Wendepunkte des 20. Jahrhunderts/Friedliche Revolution in der DDR

Aus ZUM Projektwiki


Friedliche Revolution in der DDR – Vom Machtzerfall zur Maueröffnung

Autorin: ChR


Eine friedliche Revolution ist ein Aufstand ohne Gewalt. Mit dem Begriff friedliche Revolution wird der Umbruchprozess von 1989/90 in der DDR bezeichnet. Dieser Prozess beschreibt den gesellschaftspolitischen Wandel, der in der DDR zum Ende des diktatorischen Regimes der Einheitspartei (SED) führte und die Wiedervereinigung Deutschlands möglich gemacht hat. In der Bevölkerung hat sich für diese politischen Umwälzungen die Bezeichnung "Wende" durchgesetzt.

Die Berliner Mauer ist am 9. November 1989 gefallen. Dieses Datum ist Weltgeschichte. Vorausgegangen sind der friedlichen Revolution eine Reihe von Ereignissen: Friedensgebete, Montagsdemonstrationen, Massenflucht der DDR Bürger über Ungarn und die Tschechoslowakei in die Bundesrepublik Deutschland und das Zerbrechen der Machtstrukturen in SED und DDR.




Bundesarchiv Bild 183-1989-1107-034, Wismar, Demonstration.jpg

Friedliche Revolution in der DDR 1989, Fotograf: Sindermann, Jürgen

Lizenz: CC BY SA 3.0, via Wikimedia Commons

Hintergrund
Politische Lage in der DDR 1989

Deutschland war bis in das Jahr 1990 in zwei Länder geteilt: die Bundesrepublik Deutschland (BRD) im Westen und die Deutsche Demokratische Republik (DDR) im Osten.

Die DDR wurde von der Sozialistischen Einheitspartei (SED) regiert, eine Opposition gab es praktisch nicht. Die DDR war ein diktatorisches Regime, das von der sowjetischen Besatzungsmacht in Leben gerufen worden war und über Jahrzehnte von ihr abhängig war.

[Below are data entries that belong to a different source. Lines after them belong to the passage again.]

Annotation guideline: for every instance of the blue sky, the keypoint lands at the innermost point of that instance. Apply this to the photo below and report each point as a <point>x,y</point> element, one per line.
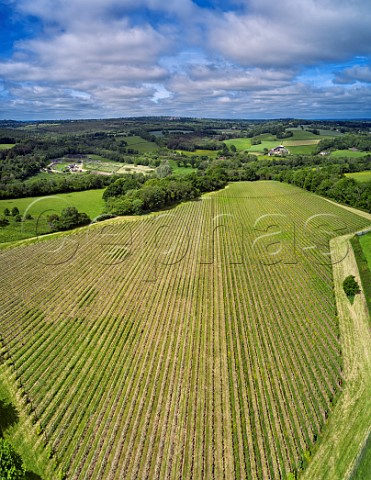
<point>62,59</point>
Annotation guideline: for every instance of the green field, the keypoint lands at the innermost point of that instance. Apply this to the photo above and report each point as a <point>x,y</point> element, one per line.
<point>187,344</point>
<point>6,146</point>
<point>241,144</point>
<point>365,241</point>
<point>360,176</point>
<point>348,154</point>
<point>301,149</point>
<point>199,152</point>
<point>181,170</point>
<point>138,143</point>
<point>90,202</point>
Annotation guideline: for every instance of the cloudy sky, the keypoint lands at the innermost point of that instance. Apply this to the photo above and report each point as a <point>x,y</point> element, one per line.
<point>63,59</point>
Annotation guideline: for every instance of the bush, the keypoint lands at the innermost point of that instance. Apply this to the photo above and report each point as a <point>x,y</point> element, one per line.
<point>11,465</point>
<point>350,286</point>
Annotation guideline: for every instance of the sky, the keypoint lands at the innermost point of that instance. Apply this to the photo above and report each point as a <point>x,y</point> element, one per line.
<point>252,59</point>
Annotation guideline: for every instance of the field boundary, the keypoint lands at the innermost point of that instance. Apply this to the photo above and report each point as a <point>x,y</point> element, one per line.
<point>349,424</point>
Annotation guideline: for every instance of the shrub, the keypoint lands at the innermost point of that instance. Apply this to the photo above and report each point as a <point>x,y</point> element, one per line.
<point>350,286</point>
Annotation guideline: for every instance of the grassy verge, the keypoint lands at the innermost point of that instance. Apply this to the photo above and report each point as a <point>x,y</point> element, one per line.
<point>18,428</point>
<point>89,201</point>
<point>349,424</point>
<point>362,468</point>
<point>363,267</point>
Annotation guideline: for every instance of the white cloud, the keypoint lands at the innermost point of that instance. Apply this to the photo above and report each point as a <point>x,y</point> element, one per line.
<point>109,57</point>
<point>283,33</point>
<point>357,73</point>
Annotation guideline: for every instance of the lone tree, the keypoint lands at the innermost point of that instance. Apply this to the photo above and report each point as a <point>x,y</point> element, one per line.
<point>11,466</point>
<point>351,287</point>
<point>15,211</point>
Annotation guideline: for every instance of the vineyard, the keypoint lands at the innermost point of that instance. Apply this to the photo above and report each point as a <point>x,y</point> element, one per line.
<point>202,342</point>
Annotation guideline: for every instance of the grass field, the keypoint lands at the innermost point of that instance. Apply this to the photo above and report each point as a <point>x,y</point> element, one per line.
<point>360,176</point>
<point>187,344</point>
<point>363,467</point>
<point>302,142</point>
<point>138,143</point>
<point>348,154</point>
<point>90,202</point>
<point>6,146</point>
<point>181,170</point>
<point>96,163</point>
<point>241,144</point>
<point>365,241</point>
<point>208,153</point>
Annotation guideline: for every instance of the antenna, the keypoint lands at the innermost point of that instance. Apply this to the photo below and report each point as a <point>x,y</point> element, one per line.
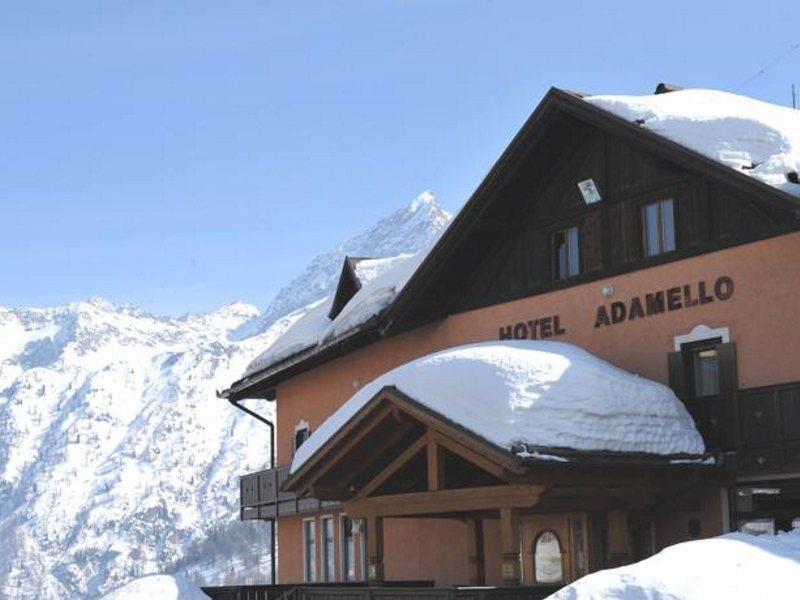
<point>769,65</point>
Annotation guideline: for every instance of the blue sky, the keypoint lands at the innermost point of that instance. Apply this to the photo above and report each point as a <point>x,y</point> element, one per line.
<point>181,155</point>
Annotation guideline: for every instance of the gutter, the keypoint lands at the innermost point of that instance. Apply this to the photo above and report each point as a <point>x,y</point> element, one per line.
<point>271,425</point>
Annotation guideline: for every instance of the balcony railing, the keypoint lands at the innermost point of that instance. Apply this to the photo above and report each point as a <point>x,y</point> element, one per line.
<point>260,497</point>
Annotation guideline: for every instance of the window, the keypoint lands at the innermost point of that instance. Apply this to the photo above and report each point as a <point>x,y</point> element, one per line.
<point>705,372</point>
<point>328,555</point>
<point>348,550</point>
<point>547,558</point>
<point>566,260</point>
<point>301,433</point>
<point>658,227</point>
<point>310,550</point>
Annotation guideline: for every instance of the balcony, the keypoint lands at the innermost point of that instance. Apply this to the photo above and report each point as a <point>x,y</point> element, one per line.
<point>260,497</point>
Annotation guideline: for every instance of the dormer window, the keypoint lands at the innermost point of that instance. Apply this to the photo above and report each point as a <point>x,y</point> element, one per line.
<point>302,432</point>
<point>658,227</point>
<point>566,258</point>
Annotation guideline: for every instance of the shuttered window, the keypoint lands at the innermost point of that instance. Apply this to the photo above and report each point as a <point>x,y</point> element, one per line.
<point>566,255</point>
<point>658,227</point>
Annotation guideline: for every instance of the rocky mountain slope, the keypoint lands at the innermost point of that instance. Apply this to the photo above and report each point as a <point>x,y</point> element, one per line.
<point>117,459</point>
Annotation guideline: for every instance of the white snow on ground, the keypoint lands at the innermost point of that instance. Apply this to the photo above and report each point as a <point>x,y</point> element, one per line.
<point>535,393</point>
<point>736,566</point>
<point>759,139</point>
<point>157,587</point>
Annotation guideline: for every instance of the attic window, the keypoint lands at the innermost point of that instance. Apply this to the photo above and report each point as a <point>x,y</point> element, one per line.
<point>566,260</point>
<point>302,432</point>
<point>589,191</point>
<point>658,227</point>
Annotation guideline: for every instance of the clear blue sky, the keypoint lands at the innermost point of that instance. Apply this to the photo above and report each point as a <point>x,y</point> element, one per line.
<point>181,155</point>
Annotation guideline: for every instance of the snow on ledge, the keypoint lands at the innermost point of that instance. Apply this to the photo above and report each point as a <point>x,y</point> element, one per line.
<point>534,394</point>
<point>157,587</point>
<point>756,138</point>
<point>735,566</point>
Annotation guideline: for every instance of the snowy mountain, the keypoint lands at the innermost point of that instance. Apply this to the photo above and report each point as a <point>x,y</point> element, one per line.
<point>117,459</point>
<point>408,230</point>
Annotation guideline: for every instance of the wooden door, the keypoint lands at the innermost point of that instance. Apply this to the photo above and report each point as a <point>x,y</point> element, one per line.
<point>553,548</point>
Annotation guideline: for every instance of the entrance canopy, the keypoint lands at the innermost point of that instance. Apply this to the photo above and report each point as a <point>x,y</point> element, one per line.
<point>528,400</point>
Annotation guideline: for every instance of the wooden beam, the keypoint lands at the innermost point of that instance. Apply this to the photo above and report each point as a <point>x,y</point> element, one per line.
<point>389,441</point>
<point>375,569</point>
<point>446,501</point>
<point>392,467</point>
<point>333,457</point>
<point>436,476</point>
<point>511,574</point>
<point>466,438</point>
<point>469,455</point>
<point>477,561</point>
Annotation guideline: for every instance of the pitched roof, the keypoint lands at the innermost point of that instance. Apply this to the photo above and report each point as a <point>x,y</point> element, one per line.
<point>651,121</point>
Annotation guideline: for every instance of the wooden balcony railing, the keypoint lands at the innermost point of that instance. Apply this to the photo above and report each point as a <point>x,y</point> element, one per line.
<point>260,497</point>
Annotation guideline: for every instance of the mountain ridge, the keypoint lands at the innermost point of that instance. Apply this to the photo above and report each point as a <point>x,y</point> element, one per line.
<point>116,457</point>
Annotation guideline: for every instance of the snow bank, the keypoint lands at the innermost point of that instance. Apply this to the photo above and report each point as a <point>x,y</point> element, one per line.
<point>308,326</point>
<point>536,394</point>
<point>736,566</point>
<point>157,587</point>
<point>759,139</point>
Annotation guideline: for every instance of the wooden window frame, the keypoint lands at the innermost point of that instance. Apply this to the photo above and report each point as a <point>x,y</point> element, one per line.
<point>644,231</point>
<point>326,577</point>
<point>536,539</point>
<point>343,565</point>
<point>301,426</point>
<point>566,229</point>
<point>688,349</point>
<point>306,566</point>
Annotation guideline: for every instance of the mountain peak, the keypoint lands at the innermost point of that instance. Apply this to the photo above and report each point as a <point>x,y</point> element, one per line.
<point>406,231</point>
<point>426,199</point>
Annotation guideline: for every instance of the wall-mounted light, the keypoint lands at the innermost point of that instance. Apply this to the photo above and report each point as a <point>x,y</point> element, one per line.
<point>589,191</point>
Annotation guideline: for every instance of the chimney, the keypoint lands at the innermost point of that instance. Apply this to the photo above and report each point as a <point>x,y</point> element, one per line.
<point>665,88</point>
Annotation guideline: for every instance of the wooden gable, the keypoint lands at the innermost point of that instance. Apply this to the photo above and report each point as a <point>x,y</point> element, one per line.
<point>396,446</point>
<point>502,250</point>
<point>347,287</point>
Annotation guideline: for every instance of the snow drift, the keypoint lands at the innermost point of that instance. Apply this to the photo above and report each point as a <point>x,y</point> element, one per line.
<point>535,394</point>
<point>756,138</point>
<point>736,566</point>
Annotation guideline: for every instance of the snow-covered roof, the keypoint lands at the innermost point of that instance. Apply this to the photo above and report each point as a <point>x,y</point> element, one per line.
<point>534,394</point>
<point>157,587</point>
<point>736,566</point>
<point>756,138</point>
<point>381,280</point>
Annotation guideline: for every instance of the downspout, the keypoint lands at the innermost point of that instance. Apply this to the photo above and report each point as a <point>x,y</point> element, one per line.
<point>271,425</point>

Der Alltag der Bürger der DDR war geprägt von Versorgungsängsten, von Überwachung und Repression und der Unterdrückung von Andersdenkenden. Die Menschenrechte, vor allem die Meinungsfreiheit und die Reisefreiheit waren stark beschränkt. Auseinandersetzungen mit den Schikanen der Staatssicherheit (Stasi) gehörte zum Alltag.


Außenpolitische Faktoren

Gorbatschows Reformpolitik brachte die von der Sowjetunion abhängige, aber auch geschützte DDR in eine neue Lage. Es kam zum Ende des Kalten Krieges, zum Ende des Wettrüstens und in der Folge zu „internationalem Tauwetter“. Die kommunistischen Satellitenstaaten sollten ihren eigenen Weg finden. Es war das Ende der Bestandsgarantie der DDR.

Es kam zu einer Demokratischen Revolution in Polen, die Gewerkschaft „Solidarność“ erzwang durch Streiks freie Wahlen.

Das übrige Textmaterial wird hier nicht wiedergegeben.